Kim Song-yong, also known as Kimu Sonyon (キム ソンヨン) is a former professional footballer who played as a striker. Born in Japan, he represented the North Korea at international level.

==Club career==
Kim made his professional debut for Kyoto Sanga FC on 4 April 2009, coming on as a late substitute in a J1 League match against the Kashima Antlers. He scored his first professional goal against Albirex Niigata on 22 August 2009, ensuring his club emerged as the winners of the match. On 16 January 2013, it was announced that Kim Seng-Yong would be signing with Nakhon Ratchasima of Thailand. On 25 November 2013, Kim signed for I-league debutant Rangdajied United for the remainder of the season. Kim signed for Royal Wahingdoh for the 2014-15 I-League season, where he appeared 19 times and scored 5 times, helping his side finish a remarkable 3rd in the league.

===Bengaluru FC===
On 3 June 2015, Kim signed for Bengaluru FC on a 1-year deal.

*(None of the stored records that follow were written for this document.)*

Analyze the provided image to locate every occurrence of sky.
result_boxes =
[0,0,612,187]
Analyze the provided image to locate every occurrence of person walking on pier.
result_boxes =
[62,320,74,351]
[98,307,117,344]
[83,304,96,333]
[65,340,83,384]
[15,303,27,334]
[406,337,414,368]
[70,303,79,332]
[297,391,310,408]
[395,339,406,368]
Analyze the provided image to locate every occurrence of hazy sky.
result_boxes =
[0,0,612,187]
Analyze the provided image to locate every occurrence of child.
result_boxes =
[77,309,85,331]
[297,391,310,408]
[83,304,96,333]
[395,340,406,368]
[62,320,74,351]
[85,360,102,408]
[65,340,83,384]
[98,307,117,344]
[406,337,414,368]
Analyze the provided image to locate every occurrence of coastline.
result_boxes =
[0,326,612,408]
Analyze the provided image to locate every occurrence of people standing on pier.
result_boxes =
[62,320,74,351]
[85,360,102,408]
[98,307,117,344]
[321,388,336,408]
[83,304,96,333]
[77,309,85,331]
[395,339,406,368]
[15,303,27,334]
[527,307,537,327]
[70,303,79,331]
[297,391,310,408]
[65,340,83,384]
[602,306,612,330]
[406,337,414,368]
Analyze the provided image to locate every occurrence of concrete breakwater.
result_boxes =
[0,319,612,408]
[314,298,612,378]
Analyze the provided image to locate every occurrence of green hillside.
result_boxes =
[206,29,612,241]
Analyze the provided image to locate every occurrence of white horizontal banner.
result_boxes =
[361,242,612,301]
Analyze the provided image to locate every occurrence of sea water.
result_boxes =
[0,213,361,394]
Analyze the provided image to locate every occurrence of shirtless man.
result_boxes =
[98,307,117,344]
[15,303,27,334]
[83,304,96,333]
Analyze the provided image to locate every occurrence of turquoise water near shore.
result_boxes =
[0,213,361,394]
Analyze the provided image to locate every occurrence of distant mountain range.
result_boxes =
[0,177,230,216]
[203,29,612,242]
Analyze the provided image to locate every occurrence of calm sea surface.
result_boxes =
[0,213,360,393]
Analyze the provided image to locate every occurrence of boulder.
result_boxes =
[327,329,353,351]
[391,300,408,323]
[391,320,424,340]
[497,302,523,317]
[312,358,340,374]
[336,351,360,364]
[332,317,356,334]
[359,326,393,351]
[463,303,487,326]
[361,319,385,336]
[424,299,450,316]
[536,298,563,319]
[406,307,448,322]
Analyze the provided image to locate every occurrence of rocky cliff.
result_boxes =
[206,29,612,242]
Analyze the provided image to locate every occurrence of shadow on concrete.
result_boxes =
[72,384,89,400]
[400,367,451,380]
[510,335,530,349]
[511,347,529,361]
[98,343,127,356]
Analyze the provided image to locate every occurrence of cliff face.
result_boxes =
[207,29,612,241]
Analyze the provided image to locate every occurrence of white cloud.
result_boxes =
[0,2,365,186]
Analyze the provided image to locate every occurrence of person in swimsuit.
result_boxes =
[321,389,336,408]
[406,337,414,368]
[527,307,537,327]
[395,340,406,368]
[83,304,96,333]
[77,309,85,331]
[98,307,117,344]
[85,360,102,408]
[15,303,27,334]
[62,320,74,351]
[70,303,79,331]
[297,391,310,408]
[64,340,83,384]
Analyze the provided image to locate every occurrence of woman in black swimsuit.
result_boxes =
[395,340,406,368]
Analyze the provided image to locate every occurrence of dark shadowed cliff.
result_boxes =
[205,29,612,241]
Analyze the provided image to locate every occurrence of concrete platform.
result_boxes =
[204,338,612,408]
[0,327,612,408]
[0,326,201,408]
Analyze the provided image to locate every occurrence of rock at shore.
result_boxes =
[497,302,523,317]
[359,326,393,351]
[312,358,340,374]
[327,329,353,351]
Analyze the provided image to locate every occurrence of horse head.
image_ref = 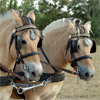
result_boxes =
[9,10,43,81]
[68,20,96,81]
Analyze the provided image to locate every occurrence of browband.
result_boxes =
[16,25,37,32]
[71,33,90,38]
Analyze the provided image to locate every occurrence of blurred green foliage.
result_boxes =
[0,0,100,39]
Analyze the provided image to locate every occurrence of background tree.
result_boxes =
[36,0,69,30]
[68,0,100,38]
[19,0,35,15]
[0,0,8,13]
[8,0,18,9]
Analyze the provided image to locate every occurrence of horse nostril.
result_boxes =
[91,75,94,78]
[84,72,89,78]
[31,72,36,76]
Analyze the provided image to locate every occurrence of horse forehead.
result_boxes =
[78,38,92,45]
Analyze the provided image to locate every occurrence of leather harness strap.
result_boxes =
[41,60,78,75]
[0,63,28,81]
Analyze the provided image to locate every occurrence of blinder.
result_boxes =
[71,38,79,53]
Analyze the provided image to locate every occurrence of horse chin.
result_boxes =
[79,66,95,81]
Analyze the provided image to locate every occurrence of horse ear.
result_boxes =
[84,21,91,33]
[27,10,35,22]
[75,19,81,26]
[11,9,23,27]
[68,20,76,34]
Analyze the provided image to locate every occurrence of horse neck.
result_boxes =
[42,27,70,72]
[0,19,14,70]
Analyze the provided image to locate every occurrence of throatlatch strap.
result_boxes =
[0,76,15,86]
[40,47,59,72]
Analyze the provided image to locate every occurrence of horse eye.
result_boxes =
[22,40,27,45]
[77,45,80,49]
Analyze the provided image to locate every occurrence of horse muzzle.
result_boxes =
[23,62,43,81]
[78,66,95,81]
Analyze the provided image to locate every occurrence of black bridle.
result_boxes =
[66,33,92,67]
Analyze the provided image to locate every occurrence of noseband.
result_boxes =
[9,17,39,70]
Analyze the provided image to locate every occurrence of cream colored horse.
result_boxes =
[11,19,95,100]
[0,10,43,100]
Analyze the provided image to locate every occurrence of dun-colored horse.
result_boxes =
[12,19,96,100]
[0,10,43,100]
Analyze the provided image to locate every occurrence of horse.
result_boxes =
[11,18,96,100]
[0,9,43,100]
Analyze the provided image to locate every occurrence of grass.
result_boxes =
[10,46,100,100]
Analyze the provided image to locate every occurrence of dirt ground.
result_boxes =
[10,46,100,100]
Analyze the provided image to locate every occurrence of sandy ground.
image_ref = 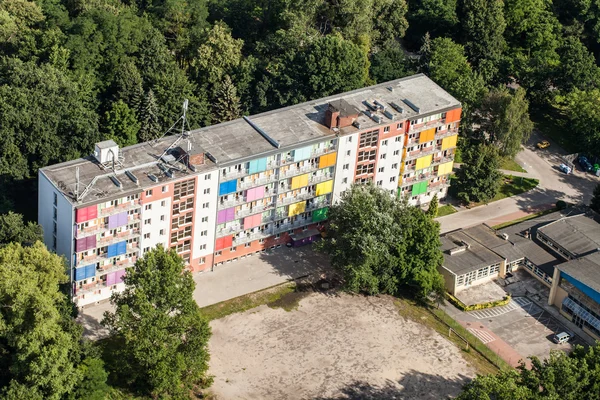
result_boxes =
[210,293,475,400]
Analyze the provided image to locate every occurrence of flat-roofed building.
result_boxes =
[38,74,461,305]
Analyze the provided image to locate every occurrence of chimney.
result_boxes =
[325,104,340,129]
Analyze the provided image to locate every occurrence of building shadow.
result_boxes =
[313,370,471,400]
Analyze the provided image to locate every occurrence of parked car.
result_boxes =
[558,164,571,174]
[552,332,571,344]
[536,140,550,149]
[577,156,594,172]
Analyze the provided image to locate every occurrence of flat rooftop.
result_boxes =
[40,74,460,206]
[440,231,504,275]
[556,251,600,293]
[538,213,600,257]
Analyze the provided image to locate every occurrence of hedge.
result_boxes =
[446,293,510,311]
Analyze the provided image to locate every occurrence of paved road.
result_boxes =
[438,133,600,233]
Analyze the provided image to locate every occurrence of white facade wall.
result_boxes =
[192,169,219,260]
[374,135,404,195]
[140,196,172,256]
[38,171,75,266]
[332,133,360,204]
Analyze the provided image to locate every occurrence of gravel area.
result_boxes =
[210,293,475,400]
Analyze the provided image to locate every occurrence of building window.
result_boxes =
[356,164,375,175]
[358,150,377,162]
[173,179,196,200]
[359,130,379,147]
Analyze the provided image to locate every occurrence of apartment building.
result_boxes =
[39,75,461,306]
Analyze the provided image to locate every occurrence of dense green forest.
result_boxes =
[0,0,600,219]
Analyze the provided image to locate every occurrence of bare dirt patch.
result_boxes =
[210,292,475,400]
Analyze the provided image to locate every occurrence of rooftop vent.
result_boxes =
[402,99,421,112]
[94,140,119,164]
[390,102,404,114]
[448,246,467,256]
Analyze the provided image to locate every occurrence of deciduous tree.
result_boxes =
[455,144,502,203]
[103,100,140,147]
[457,345,600,400]
[477,87,533,158]
[103,246,210,397]
[321,185,443,296]
[0,242,82,400]
[590,183,600,213]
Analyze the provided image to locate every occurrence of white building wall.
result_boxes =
[192,169,219,260]
[332,133,360,204]
[374,135,404,195]
[38,171,75,266]
[140,197,172,256]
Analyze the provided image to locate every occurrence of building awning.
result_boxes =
[290,229,321,242]
[563,297,600,331]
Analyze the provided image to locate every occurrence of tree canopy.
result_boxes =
[0,242,106,400]
[457,345,600,400]
[453,144,502,203]
[321,185,443,297]
[102,246,210,397]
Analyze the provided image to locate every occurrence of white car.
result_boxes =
[558,164,571,174]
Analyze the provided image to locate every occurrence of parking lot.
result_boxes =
[454,270,585,363]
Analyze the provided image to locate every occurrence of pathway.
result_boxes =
[438,133,600,233]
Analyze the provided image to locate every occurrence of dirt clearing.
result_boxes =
[210,293,475,400]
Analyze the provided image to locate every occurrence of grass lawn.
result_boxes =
[500,158,527,172]
[438,204,456,217]
[492,207,557,230]
[468,175,540,208]
[394,299,511,375]
[492,175,540,201]
[200,282,303,320]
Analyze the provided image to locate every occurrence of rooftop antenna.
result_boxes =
[157,99,189,160]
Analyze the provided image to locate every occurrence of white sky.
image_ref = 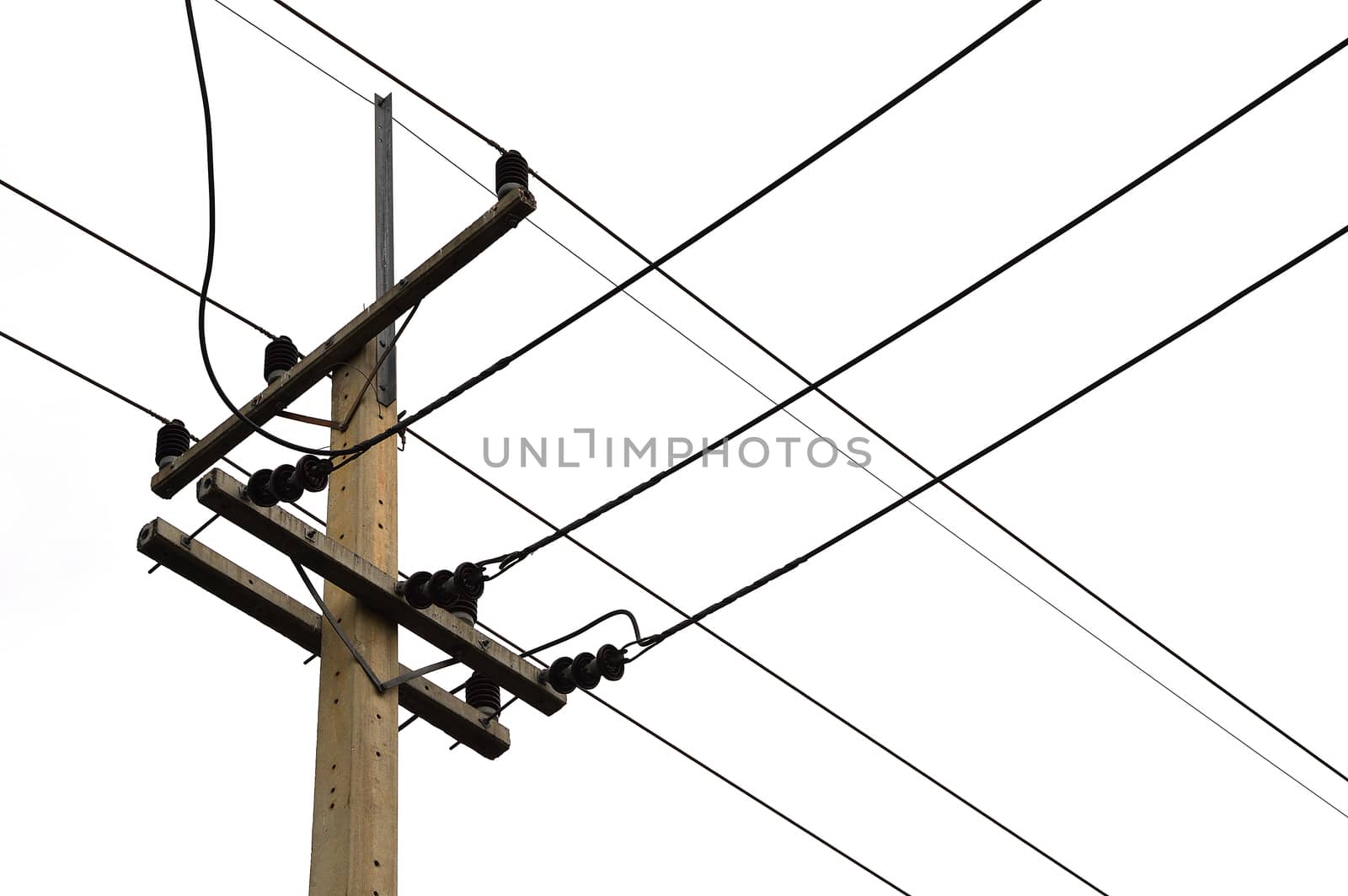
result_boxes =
[0,0,1348,896]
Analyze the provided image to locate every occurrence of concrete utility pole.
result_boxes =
[308,96,398,896]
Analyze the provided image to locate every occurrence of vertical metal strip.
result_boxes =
[375,93,398,407]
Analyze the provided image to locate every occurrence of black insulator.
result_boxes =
[155,420,191,470]
[463,672,501,712]
[270,463,305,501]
[571,653,602,691]
[295,454,333,492]
[595,644,627,682]
[261,335,299,382]
[248,467,281,507]
[454,563,487,601]
[426,563,483,625]
[496,150,528,200]
[426,570,454,609]
[543,656,575,694]
[398,573,431,611]
[443,595,477,625]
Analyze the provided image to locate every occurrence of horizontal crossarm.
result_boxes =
[136,519,510,759]
[150,189,537,497]
[197,469,566,716]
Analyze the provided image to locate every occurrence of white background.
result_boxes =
[0,0,1348,896]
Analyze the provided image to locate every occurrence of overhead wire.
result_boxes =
[0,313,912,896]
[0,179,276,339]
[0,189,1104,892]
[497,38,1348,574]
[7,0,1337,878]
[407,429,1104,893]
[5,0,1339,856]
[202,0,1348,781]
[479,614,912,896]
[257,0,1042,468]
[632,225,1348,670]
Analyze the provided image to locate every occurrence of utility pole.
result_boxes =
[136,88,553,896]
[308,96,398,896]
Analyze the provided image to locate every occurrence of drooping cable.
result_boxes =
[199,0,1348,797]
[184,0,352,456]
[407,429,1115,893]
[485,38,1348,574]
[479,614,912,896]
[259,0,1042,468]
[0,172,276,339]
[13,7,1348,797]
[632,225,1348,668]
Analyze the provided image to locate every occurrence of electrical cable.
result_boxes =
[13,0,1324,862]
[468,622,912,896]
[202,0,1348,808]
[485,38,1348,575]
[184,0,353,456]
[372,603,642,695]
[13,7,1348,813]
[259,0,1042,468]
[0,330,170,424]
[29,10,1348,781]
[0,179,276,339]
[629,227,1348,663]
[407,429,1115,893]
[214,0,798,431]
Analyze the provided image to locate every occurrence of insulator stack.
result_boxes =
[398,573,434,611]
[399,563,487,625]
[155,420,191,470]
[539,644,627,694]
[261,335,299,386]
[248,469,281,507]
[496,150,528,200]
[463,672,501,712]
[239,454,333,507]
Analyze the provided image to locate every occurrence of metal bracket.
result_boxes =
[375,93,398,407]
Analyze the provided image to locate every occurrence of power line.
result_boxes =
[205,0,1348,797]
[634,225,1348,668]
[5,0,1343,824]
[0,330,170,423]
[0,275,912,896]
[466,621,912,896]
[0,324,326,531]
[0,179,276,339]
[407,429,1115,893]
[500,38,1348,571]
[265,0,1040,468]
[184,0,350,456]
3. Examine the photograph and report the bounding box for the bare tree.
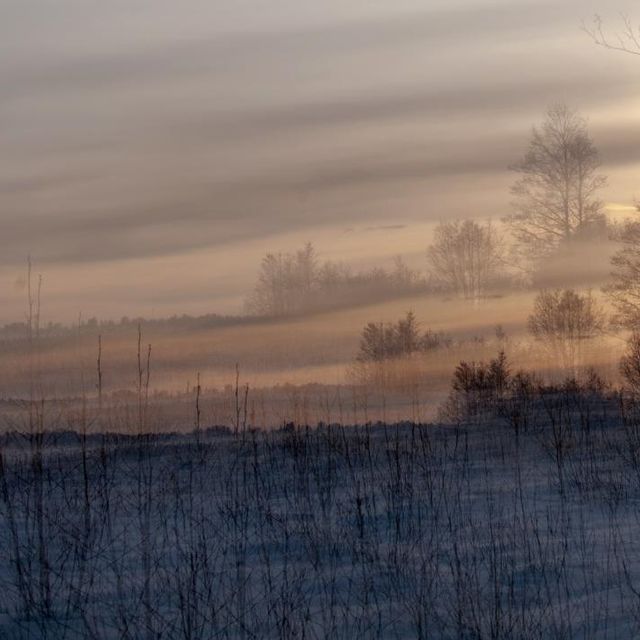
[427,220,503,300]
[582,14,640,56]
[528,289,605,370]
[604,214,640,330]
[504,105,606,258]
[247,243,318,316]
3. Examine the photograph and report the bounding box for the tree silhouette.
[504,105,606,258]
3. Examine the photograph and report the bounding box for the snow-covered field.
[0,395,640,640]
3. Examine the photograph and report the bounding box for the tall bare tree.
[528,289,605,370]
[427,220,503,300]
[505,105,606,258]
[604,215,640,331]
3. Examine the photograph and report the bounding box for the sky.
[0,0,640,323]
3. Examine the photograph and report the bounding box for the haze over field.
[0,0,640,323]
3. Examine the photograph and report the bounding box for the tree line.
[247,105,620,316]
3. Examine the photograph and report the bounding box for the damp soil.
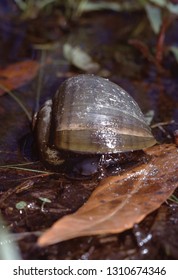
[0,1,178,260]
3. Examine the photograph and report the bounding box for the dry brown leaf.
[38,144,178,246]
[0,60,39,95]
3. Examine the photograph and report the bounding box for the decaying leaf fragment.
[0,60,40,95]
[38,144,178,246]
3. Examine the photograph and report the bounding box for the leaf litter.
[38,144,178,246]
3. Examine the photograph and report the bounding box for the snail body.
[36,74,156,175]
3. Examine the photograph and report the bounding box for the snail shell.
[52,75,156,153]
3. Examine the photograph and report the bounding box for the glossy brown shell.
[52,75,156,153]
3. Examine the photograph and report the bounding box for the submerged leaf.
[145,4,162,34]
[38,144,178,246]
[0,60,39,95]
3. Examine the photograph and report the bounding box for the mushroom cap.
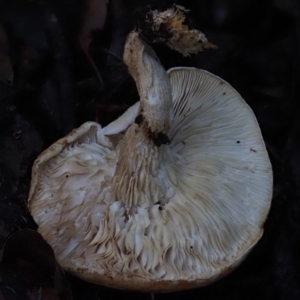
[29,68,273,292]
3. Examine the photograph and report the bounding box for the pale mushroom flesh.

On 24 January Kim scored his first goal for Bengaluru by scoring a brace against Shillong Lajong.

===DSK Shivajians===
In August 2016, Kim signed for another Pune based franchise club DSK Shivajians for a one-year deal. He scored four goals in thirteen appearances as the team finished on seventh position.

==International career==
Kim was named as one of the North Korean squad for the 2010 AFC Challenge Cup. He made a full international debut for North Korea on February 19, 2010, in the 2010 AFC Challenge Cup against Kyrgyzstan at Sugathadasa Stadium in Colombo. He also played in a friendly match against South Africa in April 2010, prior to the 2010 FIFA World Cup.

==Personal life==
Born and raised in Japan, it was his family connections and pride that made up his mind to choose North Korea, after his ancestors, like many during the time of World War II, chose to stay behind in Japan following the war and came to be known as Zainichi Korean. His father, Kim Kwang-Ho, was the first Zainichi Korean footballer to be called up for the senior Korea DPR national football team.